January 3, 2015
Again Jesus spoke to them, saying, "I am the Light of the world. Whoever follows Me will not walk in darkness, but will have the light of life." John 8:12
For most of us Christmas has come and gone.
The weeks we spent in anticipation are over. Shopping for the perfect gift -- it's over. The decorating of our homes -- over. The wrapping of gifts -- over. The lights -- off and unplugged. The holiday baking -- over. The telephone calls to old friends -- over. The company Christmas party -- over. The special worship services at church, the Christmas holiday specials on television -- all over.
Those who had live trees are hurrying to get them out to the garbage, and those who sponsored artificial trees are trying to stuff them back into the box. Christmas has come to an abrupt end, just like it does every January and, with Christmas over, we are beginning the return to normalcy.
After the holy day's festivities it's back to the daily grind, and we find we are, once again, dealing with the same old same old, and this year seems to look a lot like last.
This means, once again, the darkness of sin is descending. You, my friends, know what I mean:
* On the news, darkness is descending as terrorists continue to make their threats. One terrorist leader with a strange sounding name is captured or killed, and is replaced by another terrorist leader with an equally strange sounding name.
* The darkness descends as we hear of another child disappearing from a school bus stop or from a neighborhood playground.

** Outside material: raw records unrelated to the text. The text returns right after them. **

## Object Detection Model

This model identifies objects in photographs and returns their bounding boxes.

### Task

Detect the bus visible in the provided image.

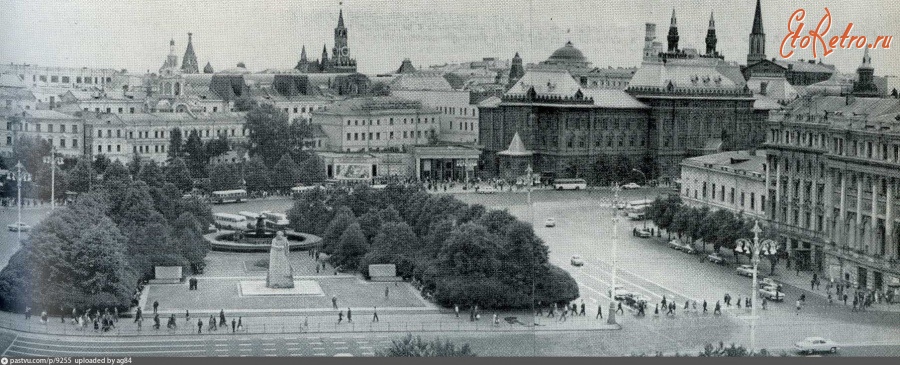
[260,211,290,228]
[210,189,248,204]
[238,211,261,228]
[625,199,654,220]
[553,178,588,190]
[213,213,249,230]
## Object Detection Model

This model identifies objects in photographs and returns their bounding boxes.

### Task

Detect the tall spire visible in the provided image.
[181,32,199,74]
[300,45,308,62]
[161,39,178,72]
[752,0,764,34]
[747,0,767,65]
[705,12,718,56]
[337,8,345,28]
[853,48,878,97]
[860,47,873,69]
[667,9,679,52]
[507,52,525,90]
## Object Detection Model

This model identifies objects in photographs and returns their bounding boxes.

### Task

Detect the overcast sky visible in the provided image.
[1,0,897,76]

Although the names and addresses are different, the anguish of the parents is the same; the sympathetic search is the same, and the descending darkness is the same.
* We listen to the economic news and the darkness descends. The plight and poverty of one Latin American nation is replaced by another. The scandal connected with the corruption of one company is shoved aside by another. And the darkness descends.
* It's no longer "news" to hear of outrageous cost overruns in the military, and deficits in national, state and municipal government spending seems to be the norm. No matter what plan is promoted, the darkness keeps coming.
Yes, we are returning to "normal."
Thankfully, for those of us who are Christian, the darkness is not the only familiar thing we will see in this New Year. We will also be blessed to have the Savior by our side. Most certainly, Jesus came into this world to dedicate His life to the cause of paying the ransom price for our salvation. By His sacrifice eternal life is given to all who are brought to faith in Him.
But Jesus is not just for the time of death. He is a Savior for day-to-day living. So He might help us through this present darkness, He has promised to be with us always. The ever-present Redeemer has told us to "call upon Him" and cast our cares on Him (see Isaiah 55:6; 1 Peter 5:7). All of this tells us that, yes, the darkness will descend, but the Lord still has the last word, and the Word is recorded in John 1:5 where it says, "The light shines in the darkness, and the darkness has not overcome it."
THE PRAYER: Dear Lord, I give thanks that Jesus is the Light who illuminates my path throughout my time in this world and into the next. In the New Year may I make a bold witness to Jesus who is with me always. In His Name. Amen.